You have $N$ buckets and $N$ balls. What is the the expected number of filled buckets such that no $2$ adjacent buckets can be simultaneously filled? "Filled" here means the bucket has exactly $1$ ball. Each ball is placed in a non-adjacent random bucket one after the other.
First assume the buckets are arranged in a line. Next assume the buckets are arranged in a circle (basically the same as the line except the ends are now connected to each other).
I am totally lost on how to solve this problem. I wrote out a recursion, but it is very messy, and I don't think that's the right approach, nor do I know how to solve it and get a closed expression. I also tried finding a solution for a few small $N$'s to see if I could identify a pattern and try induction, but no luck.
Is there some trick that makes this problem simple/simpler?
Here is an example for the case where the buckets are arranged in a line. Consider $n=5$. If the first ball is placed in bucket $1$, then the second ball will either be placed in bucket $3,4,5$ with probability $\frac{1}{3}$. If the second ball is placed in the $3$rd bucket, then the $3$rd ball will be placed in the $5$th bucket.
Now consider the buckets arranged in a circle. So now bucket $1$ and $5$ are adjacent to each other. So the only possible ways to fill the buckets are filling buckets $(1,3)$, $(1,4)$, $(2,4)$, $(2,5)$, $(3,5)$.
I'm going to write out some basic work that I did. Consider the circular case. Let $S_N$ be a random variable denoting the number of filled buckets starting with $N$ empty buckets. The first ball can be placed in any of the $N$ buckets with probability $\frac{1}{N}$.

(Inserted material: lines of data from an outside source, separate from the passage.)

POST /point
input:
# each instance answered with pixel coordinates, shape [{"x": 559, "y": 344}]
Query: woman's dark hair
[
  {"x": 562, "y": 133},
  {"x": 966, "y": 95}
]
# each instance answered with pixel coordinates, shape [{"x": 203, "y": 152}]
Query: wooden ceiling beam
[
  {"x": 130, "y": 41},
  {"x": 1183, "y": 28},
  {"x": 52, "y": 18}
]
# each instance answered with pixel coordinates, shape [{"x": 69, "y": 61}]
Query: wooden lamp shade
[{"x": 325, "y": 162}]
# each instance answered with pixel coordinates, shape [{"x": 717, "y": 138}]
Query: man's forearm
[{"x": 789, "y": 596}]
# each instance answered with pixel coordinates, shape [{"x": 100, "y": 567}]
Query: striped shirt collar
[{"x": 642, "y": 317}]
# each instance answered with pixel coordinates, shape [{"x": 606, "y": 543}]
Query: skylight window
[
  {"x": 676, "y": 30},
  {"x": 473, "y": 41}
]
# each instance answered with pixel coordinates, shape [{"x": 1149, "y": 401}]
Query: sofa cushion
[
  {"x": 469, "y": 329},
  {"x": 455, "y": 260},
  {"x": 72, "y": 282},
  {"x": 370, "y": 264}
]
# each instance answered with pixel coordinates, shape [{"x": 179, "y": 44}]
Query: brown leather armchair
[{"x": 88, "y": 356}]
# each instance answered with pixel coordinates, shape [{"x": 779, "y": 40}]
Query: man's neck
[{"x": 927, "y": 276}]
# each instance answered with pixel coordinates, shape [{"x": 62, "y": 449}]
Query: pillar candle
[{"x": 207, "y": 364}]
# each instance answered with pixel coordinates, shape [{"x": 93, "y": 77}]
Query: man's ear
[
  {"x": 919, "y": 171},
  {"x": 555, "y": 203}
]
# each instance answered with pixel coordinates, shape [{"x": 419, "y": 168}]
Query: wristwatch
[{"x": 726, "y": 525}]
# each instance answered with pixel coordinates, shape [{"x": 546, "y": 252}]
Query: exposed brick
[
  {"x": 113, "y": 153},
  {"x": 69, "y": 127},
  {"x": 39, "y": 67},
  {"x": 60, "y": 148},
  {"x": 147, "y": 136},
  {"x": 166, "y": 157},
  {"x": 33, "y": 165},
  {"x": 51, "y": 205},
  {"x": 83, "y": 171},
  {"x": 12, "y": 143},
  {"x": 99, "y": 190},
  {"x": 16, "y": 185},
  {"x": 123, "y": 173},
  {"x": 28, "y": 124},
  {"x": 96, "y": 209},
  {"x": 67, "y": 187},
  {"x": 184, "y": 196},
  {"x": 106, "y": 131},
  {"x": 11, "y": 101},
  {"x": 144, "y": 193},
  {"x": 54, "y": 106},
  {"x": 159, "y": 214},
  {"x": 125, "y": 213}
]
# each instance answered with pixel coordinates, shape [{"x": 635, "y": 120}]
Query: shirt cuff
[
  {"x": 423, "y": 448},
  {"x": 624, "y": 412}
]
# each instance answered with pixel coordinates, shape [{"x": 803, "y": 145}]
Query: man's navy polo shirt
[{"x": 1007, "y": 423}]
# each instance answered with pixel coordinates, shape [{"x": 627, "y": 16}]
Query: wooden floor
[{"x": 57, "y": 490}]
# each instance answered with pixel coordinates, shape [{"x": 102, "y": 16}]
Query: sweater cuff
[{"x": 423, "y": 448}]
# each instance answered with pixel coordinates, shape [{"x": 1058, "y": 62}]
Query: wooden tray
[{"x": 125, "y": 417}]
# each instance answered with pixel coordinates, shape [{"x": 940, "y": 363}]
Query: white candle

From the law of total expectation, and using $A_i$ to denote the event that the i-th bucket is chosen for the first ball, we have $$ E[S_N] = \sum_{i=1}^{N} E[S_N | A_i] P(A_i) \\ $$
By symmetry, we know $E[S_N | A_i] = E[S_N | A_j] \ \ \forall i,j$. Thus, $$ E[S_N] = E[S_N | A_1] = \ldots = E[S_N | A_N] \\ $$
Further, after placing the first ball in the i-th bucket, we have $N-3$ choices for the placement of the next ball. Based on this, I was originally (wrongly) thinking that the following is true: $$ E[S_N | A_1] = 1 + E[S_{N-3}] $$
However, this is not correct because I have defined $S_N$ to be the random variable for the number of filled buckets where the original $N$ empty buckets are arranged circularly. When we place the first ball, we are left with $N-3$ buckets, but the $N-3$ buckets are not arranged circularly. They are effectively arranged linearly. So we introduce $L_i$ to be the number of filled buckets when starting out with $i$ empty buckets arranged linearly.
Then we can write $$ E[S_N | A_1] = E[L_{N-3}] \\ E[S_N] = 1 + E[L_{N-3}] $$
Based on this and using this approach, it seems the circular problem is coupled to the linear problem.
Note that I have disregarded the number of balls remaining (or the number of balls available to be placed for a given number of empty buckets) because it is guaranteed that we will run out of available buckets before we run out of balls.
Now consider the linear case. The law of total expectation yields the same equation $$ E[L_N] = \sum_{i=1}^{N} E[L_N | A_i] P(A_i) \\ $$
But now, a symmetry argument for $E[L_N | A_i]$ no longer holds. If the first ball is placed in the i-th bucket, then we have 2 subproblems to recurse on. The valid buckets to the left and right of the i-th bucket. Specifically we have $\max(0, i - 2)$ valid buckets to the left and $\max(0, N- i - 1)$ valid buckets to the right. Valid here means that the next ball is able to be placed in any of the buckets.
So $$ E[L_N | A_i] = 1 + E[L_{\max(0,i - 2)}] + E[L_{\max(0, n - i - 1)}] $$
and $$ E[L_N] = \sum_{i=1}^{N} (1 + E[L_{\max(0,i - 2)}] + E[L_{\max(0, n - i - 1)}]) P(A_i) \\ = 1 + P(A_1)\sum_{i=1}^{N} E[L_{\max(0,i - 2)}] + E[L_{\max(0, n - i - 1)}] $$
We have the following boundary condition: $L_0 = 0$.